A su espalda, los policías se sentaban en los escalones. Él se concentró en los botones. Habría que manipular en un orden preciso todas esas letras. Jonathan Wells era cerrajero, y habría reproducido los sistemas de seguridad de las partes de los edificios. Había que encontrar el código.
Se volvió hacia sus hombres.
– ¿Tenéis cerillas, muchachos?
En el comunicador, la voz se impacientó.
– Comisario Bilsheim, ¿qué está usted haciendo?
– Si de verdad quiere ayudarnos, intente formar cuatro triángulos con seis cerillas. Y cuando encuentre la solución vuelva a llamarme.
– ¿Se está burlando de mí, Bilsheim?
La tempestad acabó por amainar. En pocos segundos, el viento amaina. Hojas, polvo, insectos quedan de nuevo sometidos a la ley de la gravedad y vuelven a caer según sus pesos respectivos.
La 103.683 y la 4.000 han vuelto al suelo a unas decenas de cabezas la una de la otra.

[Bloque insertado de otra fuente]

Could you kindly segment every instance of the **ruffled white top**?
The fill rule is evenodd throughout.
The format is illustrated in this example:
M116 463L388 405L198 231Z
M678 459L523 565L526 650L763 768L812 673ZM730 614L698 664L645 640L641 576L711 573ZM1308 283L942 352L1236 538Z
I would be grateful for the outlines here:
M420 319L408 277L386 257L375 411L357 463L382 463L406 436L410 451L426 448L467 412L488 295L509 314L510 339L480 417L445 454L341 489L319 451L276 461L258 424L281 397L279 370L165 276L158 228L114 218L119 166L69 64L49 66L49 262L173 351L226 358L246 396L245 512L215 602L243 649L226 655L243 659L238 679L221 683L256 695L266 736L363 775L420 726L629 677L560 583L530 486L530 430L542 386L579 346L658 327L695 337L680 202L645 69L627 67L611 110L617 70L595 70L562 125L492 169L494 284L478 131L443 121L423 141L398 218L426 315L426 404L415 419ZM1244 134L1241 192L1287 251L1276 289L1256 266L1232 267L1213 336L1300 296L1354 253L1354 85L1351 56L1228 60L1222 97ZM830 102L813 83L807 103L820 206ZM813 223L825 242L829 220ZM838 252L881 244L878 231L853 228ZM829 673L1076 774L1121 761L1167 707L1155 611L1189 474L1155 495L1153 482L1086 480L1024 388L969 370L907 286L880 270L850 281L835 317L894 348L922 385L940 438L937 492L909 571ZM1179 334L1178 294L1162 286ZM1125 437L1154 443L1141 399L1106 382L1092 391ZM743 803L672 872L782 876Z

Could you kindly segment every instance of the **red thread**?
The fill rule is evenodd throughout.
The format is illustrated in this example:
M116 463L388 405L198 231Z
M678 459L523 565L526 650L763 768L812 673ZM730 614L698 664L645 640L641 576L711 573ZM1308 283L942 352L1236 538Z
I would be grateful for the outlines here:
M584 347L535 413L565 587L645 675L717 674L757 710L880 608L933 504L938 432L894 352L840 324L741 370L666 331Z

Se reúnen, sin una sola herida, y examinan el lugar. Es una región pedregosa que no se parece en nada al paisaje que han dejado. Aquí no hay ni un árbol, sólo algunas hierbas silvestres dispersas a merced del viento. No saben dónde están…
Cuando mal que bien recuperan sus fuerzas para abandonar ese siniestro lugar, el cielo decide manifestar de nuevo su poder. Las nubes se apelmazan, se vuelven negras. Un estallido hiende los aires liberando toda la tensión eléctrica que había acumulado.

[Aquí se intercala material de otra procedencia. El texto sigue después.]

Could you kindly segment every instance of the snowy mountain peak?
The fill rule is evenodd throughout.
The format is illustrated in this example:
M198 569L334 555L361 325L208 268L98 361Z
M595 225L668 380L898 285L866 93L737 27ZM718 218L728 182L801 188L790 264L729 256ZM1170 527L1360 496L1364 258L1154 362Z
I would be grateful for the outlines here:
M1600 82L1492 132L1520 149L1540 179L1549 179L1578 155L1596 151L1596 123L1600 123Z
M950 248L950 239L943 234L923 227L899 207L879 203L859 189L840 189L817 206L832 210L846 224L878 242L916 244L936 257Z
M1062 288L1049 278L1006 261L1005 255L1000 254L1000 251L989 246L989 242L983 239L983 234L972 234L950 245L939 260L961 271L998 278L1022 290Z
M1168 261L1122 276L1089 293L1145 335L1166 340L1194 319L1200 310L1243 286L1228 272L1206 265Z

Todos los animales han comprendido este mensaje de la Naturaleza. Las ranas se lanzan al agua, las moscas se esconden debajo de las piedras, los pájaros vuelan bajo.
Empieza a caer la lluvia. Las dos hormigas han de encontrar cuanto antes dónde guarecerse. Cada gota que cae puede ser mortal. Se apresuran hacia una eminencia que se recorta a lo lejos, sea árbol o piedra.
Poco a poco, a través de las pesadas gotas y las brumas a ras del suelo, la forma se va dibujando con más nitidez. No es ni una roca ni un arbusto. Es una verdadera catedral de tierra, y las cimas de sus numerosas torres se pierden entre las nubes.